This case involves a question of unfair competition between two news collecting companies when one company reproduced the others news as their own.

Synopsis of Rule of Law.

There is a quasi property interest in news collected by an agency against other news collection agencies. It is unfair business competition for a news collection agency to distribute the news collected by another news collection agency.


The Complainant, the Associated Press (Complainant) and the Defendants, International News Services (Defendants) are both involved in the news collection business. The collected news is distributed by the parties to newspapers around the county. Both parties are in direct competition with each other. The Defendants were involved in collecting news posted by the Complainant on bulletin boards and newspapers and then reproducing this news as their own work. This action was filed by the Complainant arguing that this copycatting of the news constituted unfair competition.


Whether the Defendant can be lawfully restrained under theories of interference with Complainant’s property rights in the news and unfair competition, from appropriating news taken from bulletins issued by Complainant or any of its members, or from newspapers published by them, for the purpose of selling it to Defendants’ clients.

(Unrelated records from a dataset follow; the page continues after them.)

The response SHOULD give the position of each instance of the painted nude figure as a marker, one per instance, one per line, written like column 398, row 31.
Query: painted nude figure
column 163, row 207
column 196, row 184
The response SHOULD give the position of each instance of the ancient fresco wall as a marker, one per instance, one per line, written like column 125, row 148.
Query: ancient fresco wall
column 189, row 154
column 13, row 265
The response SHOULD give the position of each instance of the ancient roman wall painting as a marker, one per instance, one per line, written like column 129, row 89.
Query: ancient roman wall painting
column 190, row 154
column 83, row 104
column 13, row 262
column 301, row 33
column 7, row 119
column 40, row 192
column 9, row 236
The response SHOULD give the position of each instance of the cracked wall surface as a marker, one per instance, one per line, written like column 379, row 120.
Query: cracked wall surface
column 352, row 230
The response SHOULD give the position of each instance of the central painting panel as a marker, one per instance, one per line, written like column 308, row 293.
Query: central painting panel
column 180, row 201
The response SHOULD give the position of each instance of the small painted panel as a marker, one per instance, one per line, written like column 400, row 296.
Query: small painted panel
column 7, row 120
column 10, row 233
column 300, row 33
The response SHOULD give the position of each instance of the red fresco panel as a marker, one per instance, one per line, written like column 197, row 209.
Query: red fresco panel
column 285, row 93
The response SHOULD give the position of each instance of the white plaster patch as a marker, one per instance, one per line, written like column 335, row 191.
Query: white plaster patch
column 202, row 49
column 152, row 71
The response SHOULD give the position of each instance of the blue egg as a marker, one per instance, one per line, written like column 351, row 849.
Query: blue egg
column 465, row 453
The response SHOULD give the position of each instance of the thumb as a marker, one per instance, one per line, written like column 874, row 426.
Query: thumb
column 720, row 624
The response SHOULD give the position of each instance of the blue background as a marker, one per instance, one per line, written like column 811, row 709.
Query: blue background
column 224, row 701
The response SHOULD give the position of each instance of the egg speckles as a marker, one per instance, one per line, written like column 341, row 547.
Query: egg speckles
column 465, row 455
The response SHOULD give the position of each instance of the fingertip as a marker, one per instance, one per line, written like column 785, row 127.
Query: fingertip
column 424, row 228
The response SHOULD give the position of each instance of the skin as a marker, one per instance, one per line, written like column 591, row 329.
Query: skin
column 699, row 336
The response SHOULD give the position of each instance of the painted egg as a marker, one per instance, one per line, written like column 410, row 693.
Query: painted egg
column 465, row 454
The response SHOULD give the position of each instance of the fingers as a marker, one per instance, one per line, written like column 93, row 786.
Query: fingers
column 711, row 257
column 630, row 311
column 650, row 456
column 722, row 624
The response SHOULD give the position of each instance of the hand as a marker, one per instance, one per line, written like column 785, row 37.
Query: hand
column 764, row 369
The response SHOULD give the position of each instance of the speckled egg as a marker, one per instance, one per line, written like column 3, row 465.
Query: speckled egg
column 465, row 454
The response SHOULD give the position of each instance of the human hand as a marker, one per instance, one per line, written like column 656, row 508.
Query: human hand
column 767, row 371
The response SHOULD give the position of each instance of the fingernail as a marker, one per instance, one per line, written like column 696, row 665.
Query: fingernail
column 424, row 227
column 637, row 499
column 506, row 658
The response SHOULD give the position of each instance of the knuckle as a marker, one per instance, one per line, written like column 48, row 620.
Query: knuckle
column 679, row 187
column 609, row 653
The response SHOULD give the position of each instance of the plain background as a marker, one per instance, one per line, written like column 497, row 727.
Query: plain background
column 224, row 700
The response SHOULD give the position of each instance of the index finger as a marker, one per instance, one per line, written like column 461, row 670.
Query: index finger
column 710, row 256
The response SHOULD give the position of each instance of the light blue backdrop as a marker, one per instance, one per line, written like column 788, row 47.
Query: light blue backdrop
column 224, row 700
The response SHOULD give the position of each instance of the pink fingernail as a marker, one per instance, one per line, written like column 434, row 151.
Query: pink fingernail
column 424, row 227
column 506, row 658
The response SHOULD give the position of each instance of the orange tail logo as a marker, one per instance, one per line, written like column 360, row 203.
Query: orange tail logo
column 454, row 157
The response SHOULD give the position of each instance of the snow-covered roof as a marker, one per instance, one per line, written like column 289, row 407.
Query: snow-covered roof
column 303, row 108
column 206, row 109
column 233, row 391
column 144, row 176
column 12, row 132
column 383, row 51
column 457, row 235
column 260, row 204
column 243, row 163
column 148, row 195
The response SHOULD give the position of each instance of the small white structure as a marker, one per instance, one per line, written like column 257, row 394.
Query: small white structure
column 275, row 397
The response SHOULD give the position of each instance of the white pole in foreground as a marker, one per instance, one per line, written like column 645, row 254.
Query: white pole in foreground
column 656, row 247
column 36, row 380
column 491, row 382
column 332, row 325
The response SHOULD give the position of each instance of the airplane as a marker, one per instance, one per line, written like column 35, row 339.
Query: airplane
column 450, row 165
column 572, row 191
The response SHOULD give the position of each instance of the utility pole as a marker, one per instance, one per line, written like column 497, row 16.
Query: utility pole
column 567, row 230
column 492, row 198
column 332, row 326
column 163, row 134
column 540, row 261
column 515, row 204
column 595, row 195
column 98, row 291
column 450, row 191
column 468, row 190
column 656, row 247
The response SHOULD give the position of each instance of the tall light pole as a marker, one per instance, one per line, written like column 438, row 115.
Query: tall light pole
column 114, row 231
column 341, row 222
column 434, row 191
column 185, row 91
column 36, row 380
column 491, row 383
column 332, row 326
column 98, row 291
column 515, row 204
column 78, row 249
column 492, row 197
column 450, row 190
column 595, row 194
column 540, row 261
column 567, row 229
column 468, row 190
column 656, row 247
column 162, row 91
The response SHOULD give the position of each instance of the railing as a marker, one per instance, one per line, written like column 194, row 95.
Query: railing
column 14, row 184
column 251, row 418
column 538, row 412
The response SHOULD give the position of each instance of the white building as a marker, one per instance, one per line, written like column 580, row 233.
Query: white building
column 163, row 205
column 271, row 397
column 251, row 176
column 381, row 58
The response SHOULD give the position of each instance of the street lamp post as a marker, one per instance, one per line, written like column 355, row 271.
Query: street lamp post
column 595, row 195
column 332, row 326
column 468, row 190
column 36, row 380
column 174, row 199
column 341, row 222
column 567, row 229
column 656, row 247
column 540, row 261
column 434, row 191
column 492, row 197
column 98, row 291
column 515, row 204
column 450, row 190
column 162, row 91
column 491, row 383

Affirmed. In the present case there is unfair competition by the Defendants, as two competing parties are endeavoring to make money and Defendants are misappropriating Complainant’s quasi property interest in the news it collected and misrepresenting it as their own.


In determining whether a news collecting agency has property rights in the news the consideration needs to be whether an agency has a property right in news it collected versus other collecting agencies, rather than against the public. The business of making this news known to world, when the parties to the case are competitors in the field creates a quasi property interest in the news between them. It is unfair competition when one party interferes with the normal operation of another’s legitimate business precisely at the point where profit is to be reaped, in order to divert a material portion of the profit from those who have earned to those who have not.